LE VILLAGE INTIME.
On entre toujours par la petite porte dans les textes rares de
Jacques Josse. On y pénètre d'autant plus subrepticement qu'il faut montrer patte blanche éditoriale pour le découvrir, par hasard, par communauté d'êtres et de sensibilité, par amitié, enfin. Car loin de tout le foin médiatique et marchand qui s'est emparé, aussi, d'une part démesurée du monde des lettres - les belles comme les pires -
Jacques Josse se préserve, années après année, d'une exposition qu'il semble se refuser, non par snobisme ou pas faiblesse, mais par fidélité à une certaine manière d'être au monde et aux autres : celle de la douceur profonde, de la beauté intrinsèque et cachée bien qu'en dehors de toute mode, de l'évitement des confusions ou de l'inutile bruit du monde. Inutile, donc, de le chercher chez les "grands" - ou supposés tels - éditeurs. Lui, c'est du côté d'Apogée, de la Digitale ou de
Jacques Brémond qu'il faut aller le surprendre, l'entreprendre, le dé-couvrir. Ceux-là sont assez fous et raisonnables pour lui donner armes à s'ébattre (sans autres morts que ceux de l'amour, comme dans le présent texte).
Pour autant,
Jacques Josse n'a de cesse de creuser son rugueux sillon - rugueux mais fraternel -, au fil de ses livres, au fil des pages, au fil des rencontres. Mais si les morts (re)surgissent plus vifs que les vivants, c'est pour mieux dire ce petit monde de presque rien où presque rien est tout, où l'on pourrait croire à la rémission du vide, où les défunts s'apprêtent à sourire tandis que les survivants n'ont de cesse de fumer leur existence, à moins qu'ils ne se contentent de l'avaler, bock après bock.

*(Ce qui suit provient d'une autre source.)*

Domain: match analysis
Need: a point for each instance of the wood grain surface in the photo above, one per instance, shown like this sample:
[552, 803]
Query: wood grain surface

Que reste-t-il alors au poète ? «Il sourit. Imagine. Espère. Qui sait ?» énonce-t-il. Peut de choses. Tant de choses. Pour une question sans réponse : celle que l'on se pose sans doute tous, à l'heure des comptes. Pour autant, "il" trace sa route, le poète, de port en port, de village en hameau, de vagues en tombeau. Et si «la mer soupire à peine. [Qu']Elle ne froisse pas la nappe, c'est sans doute aussi elle, ce lien inexpugnable entre toutes ces misères célestes. À moins que ce ne soit l'alcool, les fumées bleues de cigarettes ou cette misère complice des «chairs blessées» qui font des hommes des épaves et des corps... Et si, comme le rappelle fort justement Jean-Pascal Bubost, «L'humilité est la force du poète
Jacques Josse, son égard pour les déglingués, les abîmés, élabore, livre après livre, un memento mori d'une étrange douceur», il ne faut pas toutefois se résoudre tout à fait à l'oubli ni à la perte, à la déshérence ni à la facilité, ô non! car [il] Sait que désormais seul le chemin creux qui court en zigzag vers le bourg peut restituer la chute des corps frêles qui jadis calmaient leurs membres maladroits sur des lèvres d'eau, de mousse et de boue.» Et de nous accompagner en ce Hameau mort - au regard de qui ne sait -, bien plus animé (même une fin solitaire est agitation sourde) qu'il y paraît d'évidence. Et les évidences fades,
Jacques Josse ne les apprécie guère, tandis qu'il fouille, livres après livres, pages après pages au plus près de nos angoisses intranquilles et communes. Sans bruit. Sans excès. Sans concession.